Synopsis: Cyclic in-plane shear tests were conducted on six full-scale walls built from reinforced concrete masonry units and strengthened by unidirectional composite laminates. Carbon/epoxy, E-glass/epoxy and pre-cured carbon/epoxy strips were placed on one or both sides of the walls. Each wall sample was loaded with a constant axial load simulating the gravity load, and incremental cyclic lateral shear loads were applied in accordance with the Acceptance Criteria (AC-125) of the International Code Council Evaluation Services (ICC-ES 2003). Displacements, strains and loads were continuously monitored and recorded during all tests. Evaluations of the observed strength and ductility enhancements of the strengthened wall samples are made and limitations of such retrofit methods are highlighted for design purposes. Results obtained from current tests indicated that the limit-state parameter influencing strength gain of the FRP retrofitted walls was the weak compressive strength of the masonry units, especially at the wall toe where high compression stresses exist.
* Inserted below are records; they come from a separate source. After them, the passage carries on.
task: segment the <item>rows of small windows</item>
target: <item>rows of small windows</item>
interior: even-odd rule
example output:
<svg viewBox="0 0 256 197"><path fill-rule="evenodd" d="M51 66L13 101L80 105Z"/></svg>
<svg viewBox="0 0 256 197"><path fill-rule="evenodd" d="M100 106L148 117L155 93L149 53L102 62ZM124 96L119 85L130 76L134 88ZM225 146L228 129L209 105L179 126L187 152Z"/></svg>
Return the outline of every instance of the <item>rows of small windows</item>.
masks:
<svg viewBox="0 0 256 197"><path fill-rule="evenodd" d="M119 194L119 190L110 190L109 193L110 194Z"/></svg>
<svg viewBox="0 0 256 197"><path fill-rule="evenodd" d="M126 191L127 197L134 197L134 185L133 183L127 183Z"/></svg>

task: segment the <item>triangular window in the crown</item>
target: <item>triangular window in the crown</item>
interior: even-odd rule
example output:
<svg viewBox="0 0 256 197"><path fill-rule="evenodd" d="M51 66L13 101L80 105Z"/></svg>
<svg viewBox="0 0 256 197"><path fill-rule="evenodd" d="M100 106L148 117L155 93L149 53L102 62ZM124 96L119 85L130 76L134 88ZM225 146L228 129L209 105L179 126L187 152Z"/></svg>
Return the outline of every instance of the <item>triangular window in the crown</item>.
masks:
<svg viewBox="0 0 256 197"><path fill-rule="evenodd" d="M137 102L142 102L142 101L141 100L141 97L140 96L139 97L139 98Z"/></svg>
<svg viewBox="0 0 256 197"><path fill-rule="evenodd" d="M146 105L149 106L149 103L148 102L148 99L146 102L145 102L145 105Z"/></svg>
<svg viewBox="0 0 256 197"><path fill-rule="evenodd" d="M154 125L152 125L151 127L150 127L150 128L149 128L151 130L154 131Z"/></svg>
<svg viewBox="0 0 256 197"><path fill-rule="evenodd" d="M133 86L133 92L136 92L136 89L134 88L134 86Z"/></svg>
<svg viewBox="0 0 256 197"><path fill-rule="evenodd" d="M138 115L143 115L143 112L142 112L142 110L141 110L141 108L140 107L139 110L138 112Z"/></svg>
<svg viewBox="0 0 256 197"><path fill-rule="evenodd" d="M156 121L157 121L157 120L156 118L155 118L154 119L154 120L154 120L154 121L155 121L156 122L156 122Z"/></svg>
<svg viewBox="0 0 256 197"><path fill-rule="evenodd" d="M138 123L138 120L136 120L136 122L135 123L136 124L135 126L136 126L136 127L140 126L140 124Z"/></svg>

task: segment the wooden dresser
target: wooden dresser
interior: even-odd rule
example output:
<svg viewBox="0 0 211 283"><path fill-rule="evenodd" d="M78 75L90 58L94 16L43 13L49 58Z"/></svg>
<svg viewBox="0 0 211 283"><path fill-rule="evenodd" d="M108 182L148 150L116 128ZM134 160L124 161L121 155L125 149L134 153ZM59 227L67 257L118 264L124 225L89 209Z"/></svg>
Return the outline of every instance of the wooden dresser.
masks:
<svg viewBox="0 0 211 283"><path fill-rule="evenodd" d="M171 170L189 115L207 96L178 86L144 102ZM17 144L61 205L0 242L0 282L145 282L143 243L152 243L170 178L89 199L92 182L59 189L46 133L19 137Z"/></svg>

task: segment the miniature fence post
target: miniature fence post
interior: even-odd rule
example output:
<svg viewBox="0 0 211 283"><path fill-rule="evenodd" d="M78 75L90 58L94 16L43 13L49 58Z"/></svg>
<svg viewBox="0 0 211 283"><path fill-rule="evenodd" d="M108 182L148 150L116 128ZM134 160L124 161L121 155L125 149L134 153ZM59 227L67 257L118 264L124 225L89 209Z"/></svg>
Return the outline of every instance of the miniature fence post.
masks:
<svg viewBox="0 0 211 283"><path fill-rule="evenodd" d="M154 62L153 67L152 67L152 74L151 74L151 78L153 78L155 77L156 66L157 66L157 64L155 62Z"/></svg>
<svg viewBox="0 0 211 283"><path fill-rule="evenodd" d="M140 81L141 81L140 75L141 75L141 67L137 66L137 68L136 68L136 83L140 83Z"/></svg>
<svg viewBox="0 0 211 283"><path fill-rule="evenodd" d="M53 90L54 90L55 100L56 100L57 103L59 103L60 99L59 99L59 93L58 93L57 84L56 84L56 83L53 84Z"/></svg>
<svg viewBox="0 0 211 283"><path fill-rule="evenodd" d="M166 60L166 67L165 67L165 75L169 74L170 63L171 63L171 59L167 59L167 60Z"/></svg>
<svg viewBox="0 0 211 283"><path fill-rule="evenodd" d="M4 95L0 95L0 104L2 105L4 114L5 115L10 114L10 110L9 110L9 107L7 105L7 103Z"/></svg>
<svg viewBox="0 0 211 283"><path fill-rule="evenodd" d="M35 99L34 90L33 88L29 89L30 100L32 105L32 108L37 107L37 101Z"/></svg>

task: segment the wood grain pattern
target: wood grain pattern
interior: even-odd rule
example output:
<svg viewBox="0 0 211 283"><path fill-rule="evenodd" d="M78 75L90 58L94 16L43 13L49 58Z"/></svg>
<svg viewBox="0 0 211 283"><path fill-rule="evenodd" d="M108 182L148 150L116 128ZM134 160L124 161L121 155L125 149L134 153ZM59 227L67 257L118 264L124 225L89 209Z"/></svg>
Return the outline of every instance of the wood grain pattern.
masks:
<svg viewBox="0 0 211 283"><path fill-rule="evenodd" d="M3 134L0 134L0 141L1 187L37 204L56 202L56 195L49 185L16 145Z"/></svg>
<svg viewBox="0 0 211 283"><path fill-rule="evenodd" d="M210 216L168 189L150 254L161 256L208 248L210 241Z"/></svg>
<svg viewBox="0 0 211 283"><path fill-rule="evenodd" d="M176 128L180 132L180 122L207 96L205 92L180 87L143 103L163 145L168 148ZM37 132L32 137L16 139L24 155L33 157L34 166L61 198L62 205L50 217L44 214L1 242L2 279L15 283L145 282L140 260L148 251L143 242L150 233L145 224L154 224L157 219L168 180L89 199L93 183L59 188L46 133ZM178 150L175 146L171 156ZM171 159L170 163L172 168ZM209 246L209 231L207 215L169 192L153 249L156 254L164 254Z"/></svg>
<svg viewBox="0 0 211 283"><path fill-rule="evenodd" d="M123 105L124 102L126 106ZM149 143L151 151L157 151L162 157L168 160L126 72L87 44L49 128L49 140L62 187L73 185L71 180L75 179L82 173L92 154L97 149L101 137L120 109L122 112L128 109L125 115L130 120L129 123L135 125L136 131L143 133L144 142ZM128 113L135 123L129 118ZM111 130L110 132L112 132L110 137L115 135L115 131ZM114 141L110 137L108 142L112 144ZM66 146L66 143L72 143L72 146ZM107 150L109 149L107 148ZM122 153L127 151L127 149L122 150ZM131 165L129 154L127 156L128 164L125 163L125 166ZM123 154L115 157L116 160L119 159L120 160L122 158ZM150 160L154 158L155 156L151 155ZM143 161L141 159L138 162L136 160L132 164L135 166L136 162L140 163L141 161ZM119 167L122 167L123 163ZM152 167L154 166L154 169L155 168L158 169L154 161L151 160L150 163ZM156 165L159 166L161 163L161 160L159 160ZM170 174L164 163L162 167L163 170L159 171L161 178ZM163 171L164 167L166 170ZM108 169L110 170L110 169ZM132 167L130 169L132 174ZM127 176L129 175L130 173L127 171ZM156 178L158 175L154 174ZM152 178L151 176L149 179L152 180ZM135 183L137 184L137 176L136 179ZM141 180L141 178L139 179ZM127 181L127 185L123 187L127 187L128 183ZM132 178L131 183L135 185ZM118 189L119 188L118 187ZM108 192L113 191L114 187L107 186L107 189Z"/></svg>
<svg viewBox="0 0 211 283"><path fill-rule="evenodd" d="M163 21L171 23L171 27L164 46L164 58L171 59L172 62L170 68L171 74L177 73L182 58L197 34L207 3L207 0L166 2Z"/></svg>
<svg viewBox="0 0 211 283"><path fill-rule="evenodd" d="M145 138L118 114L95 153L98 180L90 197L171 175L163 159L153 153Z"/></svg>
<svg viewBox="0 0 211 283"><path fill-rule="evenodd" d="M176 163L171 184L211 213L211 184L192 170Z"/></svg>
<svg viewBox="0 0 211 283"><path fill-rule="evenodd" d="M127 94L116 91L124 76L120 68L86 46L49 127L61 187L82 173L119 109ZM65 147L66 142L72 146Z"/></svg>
Despite such a premature failure caused by localized compression damage of the masonry at the wall toe, notable improvement in their behavior was achieved by applying the FRP laminates to either one or two sides of the walls. However, it should be cautioned that available theoretical models may significantly overestimate the shear enhancement in the FRP strengthened walls, if other limiting failure modes are not considered.